Chirone rientrò nell'infermeria, ora seduto nella sedia a rotelle magica. Pochi minuti prima, era andato a tranquillizzare quella pover'anima di Nerea, che aveva avuto un tremendo attacco di panico. Sul Campo Mezzosangue aleggiava un'aria di tensione, crepitante come elettricità, mentre la voce su ciò che era successo si diffondeva velocemente.

Gli occhi del centauro cercarono quelli di Annabeth. «Non si è ancora svegliato?»

Lei scosse il capo, tornando a guardare Percy. Aveva ripreso un po' di colorito, sorseggiando il nettare, ma era ancora molto più pallido del solito. «Ancora fuori uso.»

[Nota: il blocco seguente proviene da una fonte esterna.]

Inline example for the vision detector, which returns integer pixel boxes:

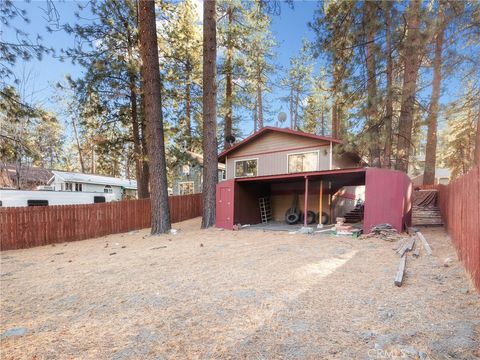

«Chirone, come ha fatto un dannato scorpione dell'abisso ad entrare nel campo?» sbottò Penelope, voltandosi di scatto verso il centauro. «Chi potrebbe mai...?»

«Non lo so, figliola» rispose Chirone, scuotendo il capo. Tamburellò le dita sul bracciolo della sedia. «Qualcuno deve averlo evocato, ma non ho la minima idea di chi possa essere stato.»

«Luke?» chiese speranzosa Penelope. «Si è fatto vivo?»

Chirone non le diede risposta, ma dal suo sguardo entrambe le semidee compresero che sarebbe stata una risposta negativa in ogni caso.

Seguirono altri interminabili minuti di greve silenzio.

Fu il debole colpo di tosse di Percy ad interromperlo. Tutti e tre i presenti si voltarono a guardarlo, Penelope che s'avvicinava al letto e Chirone che faceva lo stesso. Argo, in piedi in un angolo a fare la guardia, non mosse un muscolo o proferì parola, come sempre faceva.

Percy strizzò gli occhi, aprendoli poi lentamente. Si guardò intorno, strizzandoli ancora per via della luce che li aveva colpiti, e tirò su dal naso. Quando guardò chi aveva intorno, la sua espressione si rilassò.

«Ci risiamo» disse a Penelope, la voce roca e raschiata.

«Idiota» sbuffò lei, sorridendo subito dopo. Il viso le si era illuminato di colpo. «Che accidenti di problemi hai, Jackson? Tutte a te succedono.»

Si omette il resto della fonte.